В этой головной тяжести роились обрывки рифмованных и нерифмованных строк, на которые я не мог позволить себе потратить время, чтобы их сделать. И они терялись.
Когда мы здоровы?
Когда едим, ходим, встаем и ложимся?.. Смотрим и видим?.. Или - когда поем об этом?
Когда виноваты перед жизнью?.. Перед собой?..
Я и тогда и тогда - виноват.
Мишка старается за пианино...
Вот и в детях гордимся ненормальностью...
Душа обнажена - не могу заставить ее заняться полезным трудом (должен писать статью в сборник трудов института).
Стихи! Они защищают от соблазна деланья полезного.
Наткнулся в тоненькой книжице Владимира Соколова на «Январский словарь». Маленькое стихотворение стало событием утра:
«Припорошит, а не припорошит,
Заворожит, а не заворожит»...
Утро снежное, теплое, пасмурное, с серыми воронами. Поделиться надо утром и стихами!..
Мишке десять лет и пятнадцать минут до школы. Он запихивает в рот свой бутерброд и простоквашу.
Ему! Ему я читаю это недетское стихотворение...
Набитый рот пополз кушам:
— Нра-авится!».
Он не торопится! Я тороплю его в школу...
Как хотим мы, чтобы дети нас понимали...
Будь он на моем месте, я бы не включился. Оборвал бы его... Накричал...
А ведь это он, а не я, только-только обнаруживает себя. Он, понимающий меня каждой своей кровиночкой, тельцем, моей походкой... всем своим строем похожий на меня и маму, заявляет себя... Не спешит... А мне некогда!..
«... Сяду-ка я на дерево-лошадь И поскачу в настоящий словарь».
Сны.
Жуть.
Я заблудился...
Шел вдоль желтых невысоких каменных строений незнакомого города по набережной Невы.
Дома, дворы, край пустыря. Чугунная ограда маленького дворика. За оградой в старинной кирпичной мостовой проступают прямоугольные контуры... надгробий.
Молодая женщина яростно скребет ногтями гаревый песок на родной ей могиле и воет. Она сумасшедшая.
На нее надвигается огромный квартал тяжелых серых монолитных современных домов. Он растет и ширится на месте заброшенного кладбища. Памятников будто и не было.
Жутко от такой современности...
Возле этого пустыря, глядя сквозь эту ограду, я проснулся.
Мама жива.
В каком-то гараже проводят диагностику моего «фиата», который надо продавать, а у меня в кармане только две десятки. Но мне наверно поверят, что я завезу.
Вчера я разбил левый поворотник. Смотрят на подъемнике.

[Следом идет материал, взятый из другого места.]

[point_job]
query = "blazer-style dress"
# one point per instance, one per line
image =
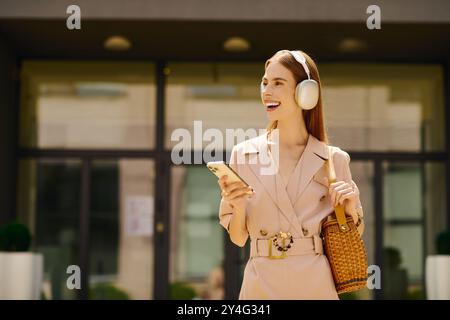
(297, 208)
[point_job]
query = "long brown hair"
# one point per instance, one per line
(314, 119)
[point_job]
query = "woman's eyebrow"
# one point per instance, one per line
(275, 79)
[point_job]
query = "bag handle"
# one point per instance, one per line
(339, 209)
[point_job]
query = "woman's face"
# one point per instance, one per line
(278, 85)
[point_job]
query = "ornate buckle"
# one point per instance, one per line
(286, 241)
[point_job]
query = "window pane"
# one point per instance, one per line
(414, 211)
(196, 255)
(384, 107)
(48, 202)
(88, 105)
(220, 95)
(121, 222)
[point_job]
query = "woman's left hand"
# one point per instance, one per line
(345, 193)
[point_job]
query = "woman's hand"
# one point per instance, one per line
(345, 193)
(235, 193)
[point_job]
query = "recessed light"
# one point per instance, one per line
(236, 44)
(117, 43)
(352, 45)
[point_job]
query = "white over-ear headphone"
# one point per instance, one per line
(307, 91)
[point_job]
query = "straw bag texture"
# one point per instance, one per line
(343, 245)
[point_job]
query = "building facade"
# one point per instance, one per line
(88, 133)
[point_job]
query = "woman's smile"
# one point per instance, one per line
(271, 105)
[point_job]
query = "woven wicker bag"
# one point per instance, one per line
(343, 246)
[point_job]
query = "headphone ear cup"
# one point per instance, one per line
(307, 94)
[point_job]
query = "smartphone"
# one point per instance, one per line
(220, 169)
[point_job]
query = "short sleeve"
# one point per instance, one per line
(225, 210)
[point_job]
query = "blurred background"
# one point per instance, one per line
(86, 117)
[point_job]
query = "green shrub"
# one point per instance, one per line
(14, 237)
(443, 242)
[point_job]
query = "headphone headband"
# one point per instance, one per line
(300, 59)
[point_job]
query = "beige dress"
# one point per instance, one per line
(298, 208)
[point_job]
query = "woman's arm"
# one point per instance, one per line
(233, 219)
(352, 202)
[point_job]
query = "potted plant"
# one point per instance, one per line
(21, 271)
(438, 269)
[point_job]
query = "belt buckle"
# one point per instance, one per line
(270, 243)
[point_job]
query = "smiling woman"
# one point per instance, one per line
(283, 216)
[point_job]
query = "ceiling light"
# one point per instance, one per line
(236, 44)
(352, 45)
(117, 43)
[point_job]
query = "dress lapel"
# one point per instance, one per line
(265, 169)
(316, 153)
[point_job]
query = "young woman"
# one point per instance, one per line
(282, 212)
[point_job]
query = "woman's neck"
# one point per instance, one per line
(292, 132)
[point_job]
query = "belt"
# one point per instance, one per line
(301, 246)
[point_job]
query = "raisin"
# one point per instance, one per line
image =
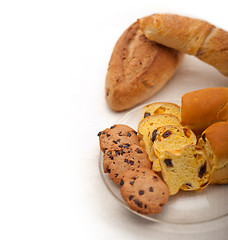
(154, 135)
(132, 182)
(202, 171)
(204, 137)
(121, 182)
(138, 203)
(146, 114)
(131, 163)
(155, 178)
(130, 197)
(166, 134)
(141, 192)
(168, 162)
(189, 185)
(187, 132)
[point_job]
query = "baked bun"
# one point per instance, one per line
(161, 108)
(189, 35)
(148, 125)
(201, 108)
(138, 68)
(185, 169)
(215, 142)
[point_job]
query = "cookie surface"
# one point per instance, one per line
(123, 157)
(117, 135)
(144, 191)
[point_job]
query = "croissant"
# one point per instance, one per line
(189, 35)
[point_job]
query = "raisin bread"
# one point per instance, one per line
(215, 142)
(185, 169)
(161, 108)
(149, 124)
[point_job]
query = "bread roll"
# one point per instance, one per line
(215, 142)
(147, 126)
(138, 68)
(201, 108)
(161, 108)
(192, 36)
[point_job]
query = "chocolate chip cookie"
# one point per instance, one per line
(144, 191)
(119, 134)
(123, 157)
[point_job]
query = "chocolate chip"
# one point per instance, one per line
(168, 162)
(166, 134)
(126, 145)
(138, 203)
(132, 182)
(189, 185)
(141, 192)
(155, 178)
(204, 137)
(131, 162)
(202, 171)
(146, 114)
(126, 161)
(121, 182)
(117, 152)
(154, 135)
(130, 197)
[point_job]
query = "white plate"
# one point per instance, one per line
(184, 207)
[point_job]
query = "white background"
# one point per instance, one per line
(53, 61)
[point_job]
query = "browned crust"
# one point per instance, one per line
(217, 135)
(202, 108)
(138, 68)
(189, 35)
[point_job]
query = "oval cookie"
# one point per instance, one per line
(118, 160)
(144, 191)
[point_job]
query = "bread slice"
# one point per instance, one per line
(201, 108)
(149, 124)
(214, 140)
(161, 108)
(185, 169)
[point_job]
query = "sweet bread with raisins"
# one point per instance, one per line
(214, 140)
(185, 169)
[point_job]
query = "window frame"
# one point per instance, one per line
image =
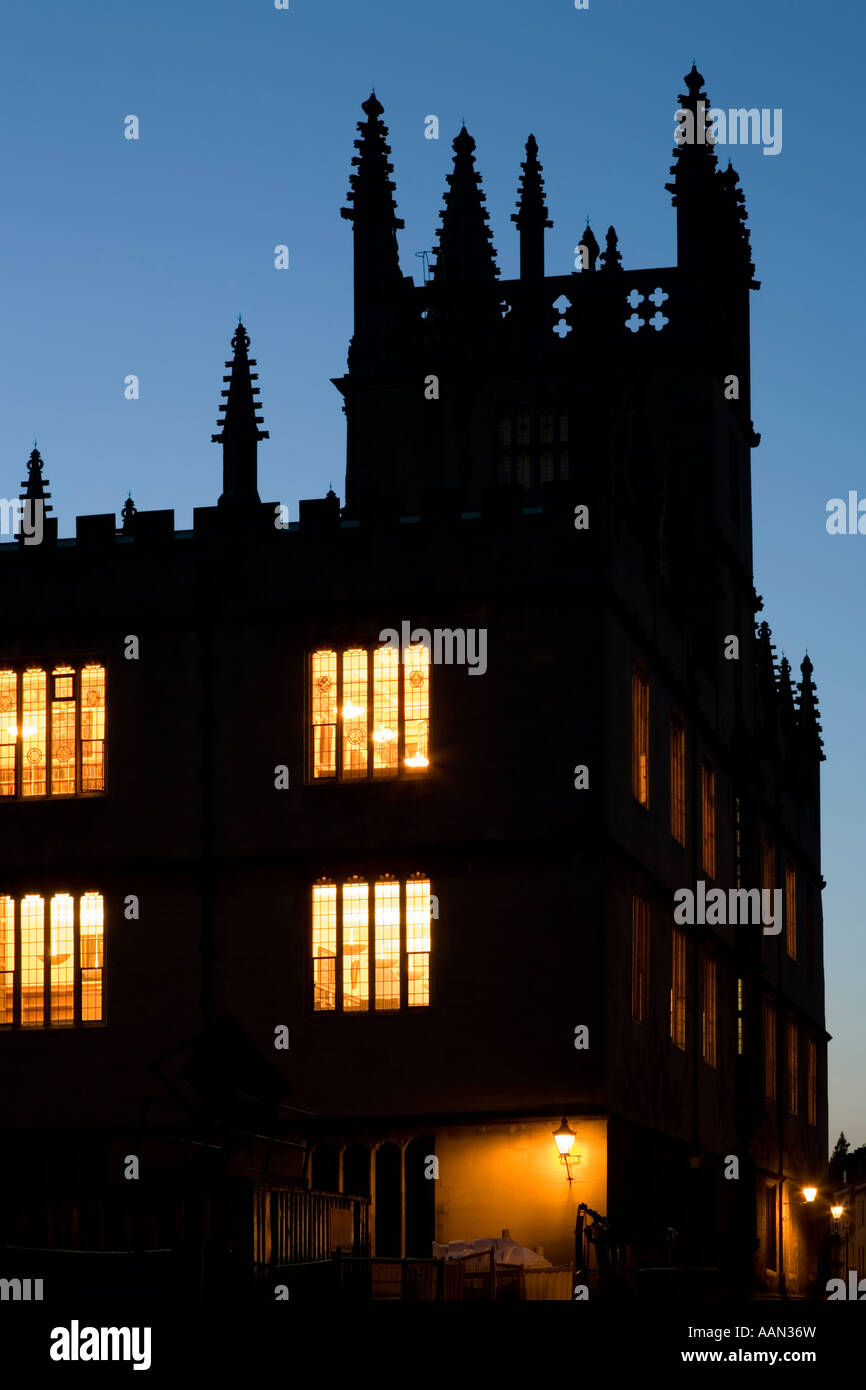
(52, 667)
(677, 777)
(373, 1007)
(641, 733)
(371, 773)
(17, 1022)
(709, 1009)
(640, 958)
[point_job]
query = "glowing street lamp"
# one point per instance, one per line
(563, 1137)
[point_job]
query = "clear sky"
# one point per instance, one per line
(121, 256)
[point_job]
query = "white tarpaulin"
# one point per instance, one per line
(506, 1251)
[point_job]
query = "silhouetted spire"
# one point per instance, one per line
(808, 712)
(590, 242)
(34, 484)
(373, 213)
(695, 154)
(464, 255)
(377, 263)
(610, 257)
(127, 514)
(531, 216)
(712, 238)
(239, 431)
(766, 667)
(786, 691)
(733, 231)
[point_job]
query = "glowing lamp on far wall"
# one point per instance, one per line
(563, 1137)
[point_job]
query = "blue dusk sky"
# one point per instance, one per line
(135, 256)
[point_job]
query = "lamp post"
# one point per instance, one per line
(840, 1229)
(563, 1137)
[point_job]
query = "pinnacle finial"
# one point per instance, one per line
(239, 431)
(464, 255)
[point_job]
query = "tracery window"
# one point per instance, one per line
(370, 712)
(371, 944)
(52, 959)
(52, 730)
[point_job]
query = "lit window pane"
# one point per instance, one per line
(92, 729)
(61, 958)
(324, 713)
(34, 734)
(355, 712)
(92, 937)
(708, 819)
(417, 940)
(7, 958)
(387, 945)
(324, 947)
(416, 705)
(791, 911)
(640, 734)
(63, 731)
(385, 710)
(356, 955)
(9, 731)
(32, 961)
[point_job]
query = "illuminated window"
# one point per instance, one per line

Оба говорят, что перед просел.
Пугаюсь, спрашиваю, что это значит.
Говорят, что значит - ничего не надо делать, потому что зад остается высоким и все, наоборот, выравнивается. Перед уходом мучительно вспоминаю имя одного из мастеров. Его я только что уже в который раз спрашивал и спросить еще раз неудобно, он обидится.
— Дима, — спрашиваю, — ну и что предстоит делать?
Он с чем-то возится под машиной и не отвечает, будто не к нему или обижен.
Подходит другой навеселе - выходной. Он так зашел, в белой рубашке с воротом.
Шепотом спрашиваю, как зовут слесаря, но тот слышит и еще больше обижается. Оказывается - Олег.
Спрашиваю Олега: «ну и сколько вся эта подготовка автомобиля к продаже будет стоить?».
Откликается, наконец. Но - как-то напоказ уходя - и как бы спеша куда-то, одолжающим и скрытным почти шепотом, через плечо:
— Сто долларов. — Оказывается, он тоже пьян, раздражен и зол, что надо еще вкалывать, и жара.
— А в долларах можно? - Я поспеваю за ним и вопрошаю чуть не на бегу. Выглядит, будто заискиваю. Весь во власти его настроения и произвола.
— Даже лучше... — бросает он, несколько, наконец, смягчившись и удостоив ответа.
Я остаюсь один. Выхожу на свет. Спохватываюсь, что это почти три тысячи. И что я забыл спросить, когда приезжать и сколько продлится ремонт.
Здесь солнце и удивительна утренняя прохлада и свежесть у моря. У мамы прямо на кончике облезшего на солнце носа кусочек еще не содранной кожицы, как болячка.
Мама в этой праздничной приморской свежести курорта говорит, что, «может быть, это и как мания величия звучит (потому что на самом центре кончика носа у нее, конечно, болячка), но не мог бы я всех и свои дела мерить по ней?» — Она говорит по-девчоночьи порывисто, увлеченно и неуверенно, сомневаясь в реалистичности вообще того, что сказала. А я и так всех по ней меряю. Все, всех и себя.